Felipe Neri (sometimes known as Felipe Neri Jiménez; 23 August 1884 – January 1914) was a soldier and general in the Mexican Revolution.

==Early life==
He was born in the neighborhood of Gualupita, in Cuernavaca, Morelos, on 23 August 1884, to Pedro Neri and Faustina Jiménez. Before the Mexican Revolution Felipe Neri worked as a kiln operator at a Chinameca hacienda.

==The Revolution==

He joined the rebellion in March 1911 and took part in the Battle of Cuautla. A bomb which he mis-threw exploded nearby and left him completely deaf. Subsequently he served with Zapata as an explosives expert and divisional general. He constructed bombs for the revolutionaries out of salmon cans. According to some sources the incident that took away his hearing made Neri particularly ruthless in how he treated captive prisoners; he either had them executed or he would cut off one of their ears as a "mark of Cain". He also applied the same punishment to deserters who left the Zapatista army in order to go back to work on the haciendas. His injury and this practice earned him the nickname of mochaorejas - "clipper of ears".

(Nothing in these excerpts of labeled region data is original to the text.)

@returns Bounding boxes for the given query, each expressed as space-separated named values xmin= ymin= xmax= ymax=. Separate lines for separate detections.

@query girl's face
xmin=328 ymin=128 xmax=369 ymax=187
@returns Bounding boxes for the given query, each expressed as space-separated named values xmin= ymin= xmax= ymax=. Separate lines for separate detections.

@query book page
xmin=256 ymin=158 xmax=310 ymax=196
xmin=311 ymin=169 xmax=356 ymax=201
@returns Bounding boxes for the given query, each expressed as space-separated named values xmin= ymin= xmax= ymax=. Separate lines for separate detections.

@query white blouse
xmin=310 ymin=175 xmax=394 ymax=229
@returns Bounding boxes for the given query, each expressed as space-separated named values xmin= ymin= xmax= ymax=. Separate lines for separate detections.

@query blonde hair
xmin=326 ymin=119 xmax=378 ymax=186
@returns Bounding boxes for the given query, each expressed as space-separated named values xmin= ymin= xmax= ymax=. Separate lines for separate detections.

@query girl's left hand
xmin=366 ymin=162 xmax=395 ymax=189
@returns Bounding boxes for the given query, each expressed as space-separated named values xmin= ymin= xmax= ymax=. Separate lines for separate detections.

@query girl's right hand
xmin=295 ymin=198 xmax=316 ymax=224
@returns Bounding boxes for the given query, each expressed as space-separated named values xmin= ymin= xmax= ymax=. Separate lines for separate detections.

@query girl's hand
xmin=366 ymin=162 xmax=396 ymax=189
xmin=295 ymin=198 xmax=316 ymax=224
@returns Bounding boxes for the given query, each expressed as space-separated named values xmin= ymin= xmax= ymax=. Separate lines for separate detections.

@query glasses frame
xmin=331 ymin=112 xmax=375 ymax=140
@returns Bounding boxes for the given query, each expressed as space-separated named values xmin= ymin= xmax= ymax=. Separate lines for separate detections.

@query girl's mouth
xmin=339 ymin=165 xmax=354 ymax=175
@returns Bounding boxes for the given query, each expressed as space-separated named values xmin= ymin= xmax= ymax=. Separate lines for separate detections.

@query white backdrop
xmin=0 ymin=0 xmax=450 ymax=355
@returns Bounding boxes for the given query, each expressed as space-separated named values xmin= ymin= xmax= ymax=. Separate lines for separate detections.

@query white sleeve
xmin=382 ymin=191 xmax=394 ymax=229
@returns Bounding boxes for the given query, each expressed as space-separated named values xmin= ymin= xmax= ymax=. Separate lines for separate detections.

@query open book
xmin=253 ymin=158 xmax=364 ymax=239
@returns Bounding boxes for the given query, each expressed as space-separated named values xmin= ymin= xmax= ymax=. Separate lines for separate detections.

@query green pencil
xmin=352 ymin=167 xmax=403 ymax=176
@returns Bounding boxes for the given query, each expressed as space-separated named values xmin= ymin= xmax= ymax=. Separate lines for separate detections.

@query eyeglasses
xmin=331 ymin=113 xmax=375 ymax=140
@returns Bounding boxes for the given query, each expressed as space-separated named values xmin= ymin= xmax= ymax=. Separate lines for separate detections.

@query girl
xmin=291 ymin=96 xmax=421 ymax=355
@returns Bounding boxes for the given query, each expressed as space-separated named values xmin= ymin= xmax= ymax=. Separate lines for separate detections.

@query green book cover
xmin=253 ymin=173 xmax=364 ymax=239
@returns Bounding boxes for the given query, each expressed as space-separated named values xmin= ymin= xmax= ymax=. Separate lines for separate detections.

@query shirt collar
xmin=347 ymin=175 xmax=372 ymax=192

==On the Zapatista Revolutionary Junta==

He became part of the Zapatista's ruling Revolutionary Junta, headed by Emiliano Zapata, in May 1913, together with Eufemio Zapata, Genovevo de la O, Amador Salazar, Otilio Montaño Sánchez, and Manuel Palafox (who acted as the secretary).

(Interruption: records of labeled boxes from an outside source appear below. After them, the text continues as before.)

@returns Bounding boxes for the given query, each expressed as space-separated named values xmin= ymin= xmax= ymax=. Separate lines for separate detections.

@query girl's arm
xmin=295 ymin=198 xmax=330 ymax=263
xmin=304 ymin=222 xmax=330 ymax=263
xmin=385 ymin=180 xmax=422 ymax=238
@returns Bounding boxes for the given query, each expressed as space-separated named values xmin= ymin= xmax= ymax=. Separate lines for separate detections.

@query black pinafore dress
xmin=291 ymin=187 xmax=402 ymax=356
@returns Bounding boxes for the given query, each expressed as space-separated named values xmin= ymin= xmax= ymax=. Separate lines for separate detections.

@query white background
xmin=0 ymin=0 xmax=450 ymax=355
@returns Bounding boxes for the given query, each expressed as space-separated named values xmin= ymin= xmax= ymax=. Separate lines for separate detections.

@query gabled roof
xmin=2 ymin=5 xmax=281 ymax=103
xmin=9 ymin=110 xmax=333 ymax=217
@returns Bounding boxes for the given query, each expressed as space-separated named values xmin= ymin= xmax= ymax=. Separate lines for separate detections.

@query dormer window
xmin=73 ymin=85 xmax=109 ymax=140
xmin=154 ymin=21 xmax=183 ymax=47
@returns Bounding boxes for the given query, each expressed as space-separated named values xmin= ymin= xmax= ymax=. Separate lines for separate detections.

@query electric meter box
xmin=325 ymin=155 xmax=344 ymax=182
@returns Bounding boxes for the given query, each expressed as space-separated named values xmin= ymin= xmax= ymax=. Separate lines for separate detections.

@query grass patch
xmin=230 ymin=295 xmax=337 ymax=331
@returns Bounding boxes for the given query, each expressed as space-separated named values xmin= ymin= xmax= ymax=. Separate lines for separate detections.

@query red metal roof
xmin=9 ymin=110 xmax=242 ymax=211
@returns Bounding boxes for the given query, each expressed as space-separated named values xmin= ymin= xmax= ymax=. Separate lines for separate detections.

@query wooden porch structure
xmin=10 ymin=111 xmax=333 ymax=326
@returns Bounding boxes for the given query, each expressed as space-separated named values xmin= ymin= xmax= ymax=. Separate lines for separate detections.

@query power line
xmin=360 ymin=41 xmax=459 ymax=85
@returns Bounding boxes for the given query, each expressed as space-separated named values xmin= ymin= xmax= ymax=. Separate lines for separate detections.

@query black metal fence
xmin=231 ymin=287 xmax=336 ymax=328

==Conflicts with other Zapatista chiefs==

On several occasions Neri and his men would come into confrontation with other Zapatistas, notably with the troops of Genovevo de la O, and at one time almost with Zapata himself. In November 1913 Neri had appropriated some guns from the other Zapatista commanders which earned him a rebuke from Zapata. Neri answered with a bold letter in which he refused to return the guns, accused Zapata of favouritism and not giving him enough credit, and threatened that if Zapata tried to collect the guns again, he would break off and fight Huerta on his own.

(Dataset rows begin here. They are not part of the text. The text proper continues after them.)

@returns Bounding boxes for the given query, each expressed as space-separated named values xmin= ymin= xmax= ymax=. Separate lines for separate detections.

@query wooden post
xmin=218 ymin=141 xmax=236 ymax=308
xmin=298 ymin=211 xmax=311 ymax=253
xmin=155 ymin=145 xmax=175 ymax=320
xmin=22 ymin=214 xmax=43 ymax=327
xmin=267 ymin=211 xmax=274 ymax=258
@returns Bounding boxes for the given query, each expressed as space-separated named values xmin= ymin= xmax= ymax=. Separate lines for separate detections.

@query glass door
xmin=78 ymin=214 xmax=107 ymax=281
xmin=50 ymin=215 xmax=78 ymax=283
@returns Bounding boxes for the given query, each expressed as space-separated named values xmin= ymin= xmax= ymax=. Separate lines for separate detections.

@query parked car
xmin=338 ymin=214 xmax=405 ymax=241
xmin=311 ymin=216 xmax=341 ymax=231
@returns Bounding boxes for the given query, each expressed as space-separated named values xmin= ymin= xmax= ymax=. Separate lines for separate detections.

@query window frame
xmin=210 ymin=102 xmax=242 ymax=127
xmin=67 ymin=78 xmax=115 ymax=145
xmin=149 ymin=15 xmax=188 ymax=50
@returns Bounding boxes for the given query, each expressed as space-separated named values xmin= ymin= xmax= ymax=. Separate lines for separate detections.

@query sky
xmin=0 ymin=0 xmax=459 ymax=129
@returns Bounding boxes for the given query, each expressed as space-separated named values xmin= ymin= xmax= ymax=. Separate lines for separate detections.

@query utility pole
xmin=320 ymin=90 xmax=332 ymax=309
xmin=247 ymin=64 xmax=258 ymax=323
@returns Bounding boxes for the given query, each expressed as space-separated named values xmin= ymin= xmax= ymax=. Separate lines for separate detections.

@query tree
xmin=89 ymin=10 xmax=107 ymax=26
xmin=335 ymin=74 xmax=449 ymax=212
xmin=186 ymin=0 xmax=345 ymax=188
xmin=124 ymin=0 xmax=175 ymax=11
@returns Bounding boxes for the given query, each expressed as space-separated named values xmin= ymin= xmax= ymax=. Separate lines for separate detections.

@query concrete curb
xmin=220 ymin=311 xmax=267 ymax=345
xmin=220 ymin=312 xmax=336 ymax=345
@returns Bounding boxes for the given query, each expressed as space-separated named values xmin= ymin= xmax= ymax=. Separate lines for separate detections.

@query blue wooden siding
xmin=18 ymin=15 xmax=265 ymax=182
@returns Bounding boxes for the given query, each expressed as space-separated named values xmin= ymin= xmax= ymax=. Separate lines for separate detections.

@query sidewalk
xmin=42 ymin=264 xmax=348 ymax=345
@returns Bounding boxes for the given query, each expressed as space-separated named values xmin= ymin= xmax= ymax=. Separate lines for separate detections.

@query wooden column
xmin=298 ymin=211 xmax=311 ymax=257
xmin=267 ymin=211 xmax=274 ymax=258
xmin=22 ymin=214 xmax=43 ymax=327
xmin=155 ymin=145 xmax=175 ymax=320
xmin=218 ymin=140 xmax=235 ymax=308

He was killed in January 1914, while returning from a campaign in Tepoztlan, by the Zapatista forces of Antonio Barona Rojas. According to some authors, there is strong circumstantial evidence that the killing was done on the orders of Zapata himself, although an explicit order to that effect has not been found. Barona was never held accountable for the killing.